This paper presents an architectural view of the design and gives examples of its tremendous versatility. It also addresses the evolution of analog DSP data acquisition systems in general and emphasizes the advantages and tradeoffs between today’s approaches versus older heritage methods.

Table of Contents

1. Introduction

2. architectural Overview

3. Example implementations

4. heritage techniques vs. high speed digitization

5. conclusion

1. introduction

THE NEED FOR HIGH-SPEED, MULTI-CHANNEL ANALOG DATA ACQUISITIONING SYSTEMS CAPABLE OF PERFORMING DSP FUNCTIONS AND EMPLOYING ANALOG SHAPING IS WIDESPREAD FOR SPACECRAFT AND INSTRUMENT COMPUTERS. INSTRUMENT APPLICATIONS FOR THIS TYPE OF A SYSTEM CAN RANGE FROM A HIGH-ENERGY OR OTHER TYPE OF ANALOG DETECTOR PULSE, TO A VIDEO INPUT, TO SOUND INFORMATION. IN GENERAL, THIS ARCHITECTURE IS APPLICABLE TO ANY TYPE OF INSTRUMENT WHOSE OUTPUT IS AN ANALOG WAVEFORM WHERE THE SCIENCE IS RELATED TO A CHARACTERISTIC OF THE ANALOG WAVEFORM, SUCH AS PULSE HEIGHT, RISE TIME, AND AREA OF THE PULSE. HISTORICALLY, THESE TYPES OF SYSTEMS WERE DESIGNED WITH MULTIPLEXERS TO SATISFY THE NEED FOR MULTIPLE CHANNELS, AND USED SLOW ANALOG TO DIGITAL CONVERTERS DUE TO PARTS UNAVAILABILITY FOR SPACE. BECAUSE OF THAT, THESE OLDER SYSTEMS WERE FORCED TO PERFORM ALL THE REQUIRED PROCESSING IN THE INITIAL ANALOG STAGE AND LATER IN A DSP CPU CALCULATION, REDUCING THROUGHPUT, RECONFIGURABILITY, AND ADDING OVERHEAD.

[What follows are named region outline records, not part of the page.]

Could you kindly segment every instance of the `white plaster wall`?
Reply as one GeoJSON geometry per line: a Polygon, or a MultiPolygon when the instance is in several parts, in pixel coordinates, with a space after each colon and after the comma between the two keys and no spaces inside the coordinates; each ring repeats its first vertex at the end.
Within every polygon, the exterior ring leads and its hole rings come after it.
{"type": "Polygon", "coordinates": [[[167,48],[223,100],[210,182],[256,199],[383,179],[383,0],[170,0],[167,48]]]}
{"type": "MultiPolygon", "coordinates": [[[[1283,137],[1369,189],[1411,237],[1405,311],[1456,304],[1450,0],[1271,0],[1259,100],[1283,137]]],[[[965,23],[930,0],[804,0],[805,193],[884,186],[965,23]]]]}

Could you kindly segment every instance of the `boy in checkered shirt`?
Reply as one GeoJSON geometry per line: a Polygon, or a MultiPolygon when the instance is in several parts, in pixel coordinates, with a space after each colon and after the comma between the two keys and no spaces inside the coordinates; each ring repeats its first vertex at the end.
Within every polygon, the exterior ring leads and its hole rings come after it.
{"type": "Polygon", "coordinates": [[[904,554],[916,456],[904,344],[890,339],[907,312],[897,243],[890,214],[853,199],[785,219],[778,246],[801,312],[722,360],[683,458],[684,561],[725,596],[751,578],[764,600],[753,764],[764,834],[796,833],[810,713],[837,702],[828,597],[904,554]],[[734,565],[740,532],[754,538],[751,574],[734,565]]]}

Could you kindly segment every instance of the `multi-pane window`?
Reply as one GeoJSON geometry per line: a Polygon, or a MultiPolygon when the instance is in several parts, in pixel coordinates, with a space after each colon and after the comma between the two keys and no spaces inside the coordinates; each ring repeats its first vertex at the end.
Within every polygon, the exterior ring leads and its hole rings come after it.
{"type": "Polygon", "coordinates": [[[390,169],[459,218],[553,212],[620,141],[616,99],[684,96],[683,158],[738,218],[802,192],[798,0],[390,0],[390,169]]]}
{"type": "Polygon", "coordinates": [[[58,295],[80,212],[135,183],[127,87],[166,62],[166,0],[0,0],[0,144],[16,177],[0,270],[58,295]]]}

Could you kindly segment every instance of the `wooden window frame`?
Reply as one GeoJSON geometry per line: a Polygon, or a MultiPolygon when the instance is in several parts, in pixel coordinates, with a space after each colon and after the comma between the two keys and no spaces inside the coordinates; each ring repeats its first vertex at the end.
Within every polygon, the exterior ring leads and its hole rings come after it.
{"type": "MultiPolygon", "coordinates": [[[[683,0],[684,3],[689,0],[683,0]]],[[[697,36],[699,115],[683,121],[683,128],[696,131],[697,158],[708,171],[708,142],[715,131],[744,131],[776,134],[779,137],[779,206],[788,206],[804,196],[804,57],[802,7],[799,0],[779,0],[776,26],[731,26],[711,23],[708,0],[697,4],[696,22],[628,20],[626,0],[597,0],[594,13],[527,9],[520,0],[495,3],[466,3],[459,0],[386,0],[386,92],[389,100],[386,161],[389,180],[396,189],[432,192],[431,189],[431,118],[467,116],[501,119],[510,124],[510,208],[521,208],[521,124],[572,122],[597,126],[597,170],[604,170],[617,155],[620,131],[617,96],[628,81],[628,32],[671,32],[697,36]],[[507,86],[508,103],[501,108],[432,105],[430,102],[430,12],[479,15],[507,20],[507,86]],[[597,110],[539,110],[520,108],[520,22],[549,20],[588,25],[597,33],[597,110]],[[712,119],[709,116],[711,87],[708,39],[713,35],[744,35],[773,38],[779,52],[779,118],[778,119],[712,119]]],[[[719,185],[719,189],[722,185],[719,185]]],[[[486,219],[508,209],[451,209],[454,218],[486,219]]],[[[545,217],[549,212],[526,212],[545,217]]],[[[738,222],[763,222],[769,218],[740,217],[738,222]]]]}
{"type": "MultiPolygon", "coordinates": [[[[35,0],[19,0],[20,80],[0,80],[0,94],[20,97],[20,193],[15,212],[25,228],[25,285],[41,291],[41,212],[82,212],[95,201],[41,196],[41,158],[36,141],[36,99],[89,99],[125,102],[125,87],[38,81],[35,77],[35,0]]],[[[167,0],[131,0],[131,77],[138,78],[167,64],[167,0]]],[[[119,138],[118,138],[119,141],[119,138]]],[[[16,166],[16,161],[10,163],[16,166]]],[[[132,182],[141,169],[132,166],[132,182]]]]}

Southwest Research Institute’s answer to this problem is a new design architecture, which can easily be reconfigured for other analog data acquisitioning DSP applications. This architecture can perform low noise, high-speed, analog input processing with the ability to implement pulse shaping, real-time DSP of the digitized form of the analog input waveform, data compression, data formatting, and data throttling of the information to a multitude of data transmission interfaces, such as MIL-STD-1553B, SpaceWire, LVDS, and RS422 to name a few. One factor that has played a major roll in this new development is the availability of a high-speed, radiation tolerant ADC. The ADC chosen for this architecture is a flash-based, pipelined ADC with an integrated latch up protection ASIC. This ADC has speeds up to 10MSPS with single-ended and differential-ended input capabilities down to (20mV noise levels and 14-bit resolution.

2. Architectural overview

DETECTOR INTERFACE

The theory behind the DSP architecture developed by SwRI is very straightforward. The basic architectural flow is shown in Figure 1. The system accepts either single ended or differential analog inputs depending on the application. If redundancy is required, cross strapping can be implemented at this stage to feed the signals to redundant circuit boards. The accumulated pulses then pass through configurable signal conditioning circuitry, which perform functions such as pulse shaping, amplification, attenuation, and lowpass or bandpass filtering, in order to remove unwanted signals outside the bandwidth of interest and prevent aliasing. The conditioned analog signals are then distributed to a set of discrete 14-bit flash-based, pipelined ADCs for sampling. If the transmission rate is high enough ((10MSPS), each individual analog input can be equipped with a dedicated ADC for real-time conversion. If not, conditioned signals from several channels can be multiplexed together before being converted into digital (discrete) values. For input signal voltage protection, clipping diodes can be implemented at the signal conditioning input and at the ADC input in order to prevent the pulses from reaching harmful voltage levels.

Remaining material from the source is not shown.